National news stories often report on the burden the growing need for foster care services has placed on local systems around the country, leading to stories of children sleeping in child welfare offices for lack of available foster families, overuse of group home care when a family setting is more appropriate, or children unaccounted for by the welfare agencies entrusted with their care and oversight.
“One of the tragic outcomes from this year’s AFCARS report is that 19,945 youth were emancipated from the child welfare system last year without family reunification or being adopted,” says NCFA’s president and CEO Chuck Johnson. “The youth who exit foster care without permanency are denied the protections that come from being a part of family, impacting their education, housing, involvement with the criminal justice system, and much more.”
While every child who ages out of care is one too many, NCFA does recognize that the number of emancipated youth has decreased each year since 2007 and is now at its lowest point in 16 years. The efforts of states to improve adoption placements, reunification efforts, and guardianships have helped more youth transition into adulthood with a support system.
Looking Ahead to the Future of Foster Care
The increase in the number of children in foster care comes at a time when states’ retention rates of foster families are frustratingly low. NCFA has found that more than half of foster families quit fostering within the first year, with many states seeing another double-digit percentage decrease in year two. These low retention rates mean fewer qualified foster families are available, result in the all-too-common practice of children transitioning more frequently between foster families, and require states to invest limited resources into the recruitment of new foster families. If states could improve retention rates of families, it would result in a more stable foster care experience for the child, a substantial savings of fiscal dollars, and dramatically increase the chances that the child will be adopted by the foster family, should adoption be the final case goal. (For reference, in FY 2017, 51% of adopted children were adopted by their foster parents.)
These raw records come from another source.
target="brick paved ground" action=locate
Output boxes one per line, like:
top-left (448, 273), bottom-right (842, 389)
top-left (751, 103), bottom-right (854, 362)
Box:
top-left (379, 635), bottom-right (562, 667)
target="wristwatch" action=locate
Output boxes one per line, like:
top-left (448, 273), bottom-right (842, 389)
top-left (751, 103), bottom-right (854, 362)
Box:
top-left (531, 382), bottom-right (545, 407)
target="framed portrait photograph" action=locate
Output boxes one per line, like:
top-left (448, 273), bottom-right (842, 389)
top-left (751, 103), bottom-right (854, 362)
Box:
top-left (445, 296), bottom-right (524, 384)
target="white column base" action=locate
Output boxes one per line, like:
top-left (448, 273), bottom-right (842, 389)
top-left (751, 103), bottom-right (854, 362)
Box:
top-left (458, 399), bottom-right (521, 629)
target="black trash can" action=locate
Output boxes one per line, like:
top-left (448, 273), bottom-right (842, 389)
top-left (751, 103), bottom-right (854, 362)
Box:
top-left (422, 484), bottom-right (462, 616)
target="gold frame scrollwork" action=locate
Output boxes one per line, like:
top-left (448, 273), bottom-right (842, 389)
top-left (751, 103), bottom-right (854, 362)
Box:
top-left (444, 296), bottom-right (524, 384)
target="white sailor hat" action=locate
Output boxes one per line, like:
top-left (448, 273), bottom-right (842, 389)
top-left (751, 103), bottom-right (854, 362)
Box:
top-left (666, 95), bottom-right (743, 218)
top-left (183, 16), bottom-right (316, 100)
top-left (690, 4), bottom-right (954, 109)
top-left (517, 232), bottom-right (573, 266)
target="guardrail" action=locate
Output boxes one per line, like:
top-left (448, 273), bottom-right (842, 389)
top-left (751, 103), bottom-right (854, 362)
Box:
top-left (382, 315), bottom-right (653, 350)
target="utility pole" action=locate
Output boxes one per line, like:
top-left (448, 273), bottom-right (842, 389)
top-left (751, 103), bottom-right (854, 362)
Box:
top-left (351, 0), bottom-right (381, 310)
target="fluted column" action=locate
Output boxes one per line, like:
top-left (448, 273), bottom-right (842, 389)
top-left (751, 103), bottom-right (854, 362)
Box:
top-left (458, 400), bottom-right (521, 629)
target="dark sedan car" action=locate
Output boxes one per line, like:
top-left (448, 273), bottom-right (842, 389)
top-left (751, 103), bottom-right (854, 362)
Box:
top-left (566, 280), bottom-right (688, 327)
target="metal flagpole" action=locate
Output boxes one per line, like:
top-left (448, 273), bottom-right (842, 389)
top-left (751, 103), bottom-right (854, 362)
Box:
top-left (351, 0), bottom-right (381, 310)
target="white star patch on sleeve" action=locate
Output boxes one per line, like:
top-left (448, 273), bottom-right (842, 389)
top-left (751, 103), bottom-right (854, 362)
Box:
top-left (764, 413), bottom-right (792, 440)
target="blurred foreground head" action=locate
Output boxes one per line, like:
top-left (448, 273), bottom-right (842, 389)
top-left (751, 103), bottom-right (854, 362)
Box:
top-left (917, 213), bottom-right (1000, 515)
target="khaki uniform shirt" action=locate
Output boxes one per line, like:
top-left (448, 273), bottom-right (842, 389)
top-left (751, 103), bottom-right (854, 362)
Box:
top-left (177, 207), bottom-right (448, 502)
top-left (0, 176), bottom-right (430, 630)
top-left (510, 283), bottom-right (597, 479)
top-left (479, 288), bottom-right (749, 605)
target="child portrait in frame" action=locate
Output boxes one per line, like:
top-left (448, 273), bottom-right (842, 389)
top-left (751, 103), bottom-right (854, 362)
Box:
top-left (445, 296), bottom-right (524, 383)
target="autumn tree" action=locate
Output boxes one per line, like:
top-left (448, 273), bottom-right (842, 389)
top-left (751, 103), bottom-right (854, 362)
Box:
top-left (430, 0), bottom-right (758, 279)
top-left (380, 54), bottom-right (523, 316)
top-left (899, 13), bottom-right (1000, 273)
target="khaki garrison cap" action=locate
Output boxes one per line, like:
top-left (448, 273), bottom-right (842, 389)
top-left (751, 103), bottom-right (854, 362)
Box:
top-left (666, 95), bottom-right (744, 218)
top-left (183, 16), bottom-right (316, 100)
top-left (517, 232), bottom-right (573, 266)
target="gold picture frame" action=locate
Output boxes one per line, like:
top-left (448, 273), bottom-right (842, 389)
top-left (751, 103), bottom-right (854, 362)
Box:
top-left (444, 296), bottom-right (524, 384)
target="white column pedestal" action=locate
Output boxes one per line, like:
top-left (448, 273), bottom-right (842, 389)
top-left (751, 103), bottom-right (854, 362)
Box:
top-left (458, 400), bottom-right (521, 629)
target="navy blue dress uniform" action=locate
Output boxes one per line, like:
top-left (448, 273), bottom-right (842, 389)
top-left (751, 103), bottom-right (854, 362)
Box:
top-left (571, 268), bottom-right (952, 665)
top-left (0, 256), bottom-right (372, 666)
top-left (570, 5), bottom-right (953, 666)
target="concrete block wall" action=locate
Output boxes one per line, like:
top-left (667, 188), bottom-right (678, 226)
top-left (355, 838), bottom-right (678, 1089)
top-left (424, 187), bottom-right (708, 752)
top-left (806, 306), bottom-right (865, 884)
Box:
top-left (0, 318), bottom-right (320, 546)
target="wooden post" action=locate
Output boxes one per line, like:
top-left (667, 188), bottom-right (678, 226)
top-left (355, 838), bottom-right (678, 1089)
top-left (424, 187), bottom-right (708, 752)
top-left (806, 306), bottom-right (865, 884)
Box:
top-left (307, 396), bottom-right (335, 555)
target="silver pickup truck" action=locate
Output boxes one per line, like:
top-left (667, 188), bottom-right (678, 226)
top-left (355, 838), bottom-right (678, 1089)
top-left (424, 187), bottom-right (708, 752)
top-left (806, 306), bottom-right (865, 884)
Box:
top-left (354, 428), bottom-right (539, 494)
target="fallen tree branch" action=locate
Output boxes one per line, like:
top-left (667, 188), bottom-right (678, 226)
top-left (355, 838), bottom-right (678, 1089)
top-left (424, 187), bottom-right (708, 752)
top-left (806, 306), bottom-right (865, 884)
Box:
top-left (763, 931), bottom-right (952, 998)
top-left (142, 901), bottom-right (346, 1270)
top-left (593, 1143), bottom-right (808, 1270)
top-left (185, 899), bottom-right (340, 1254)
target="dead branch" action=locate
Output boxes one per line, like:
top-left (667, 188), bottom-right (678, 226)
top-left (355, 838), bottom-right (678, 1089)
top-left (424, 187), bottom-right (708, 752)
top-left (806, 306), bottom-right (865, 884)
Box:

To address the issue of foster parent retention, in 2017 National Council For Adoption launched the Parent Recruitment and Retention Project in partnership with Northeastern University and Dr. Elise Dallimore. Currently, the project is working with public agencies in Mississippi, Missouri, and Utah to study foster and adoptive families’ experiences. At the end of the longitudinal research project, NCFA aims to develop a set of best practices regarding the recruitment and retention of foster and adoptive families.
“The challenge of finding homes for waiting children is one that will require public agencies, private agencies, and a broad spectrum of community organizations to work and partner together,” says Johnson. “We must all do more to help ensure every child has a loving family.”
As noted in the U.S. Department of Health and Human Services’ press release earlier today, the Family First Prevention Services Act, signed into law earlier this year, aims to increase preventative child welfare services including substance use treatment, in-home parenting skill training, and mental health services. While this law intends to reduce the length of time children spend in care and improve reunification outcomes, it also places an emphasis on family-based foster care (versus group-based care), which will create a greater need for additional foster and adoptive families.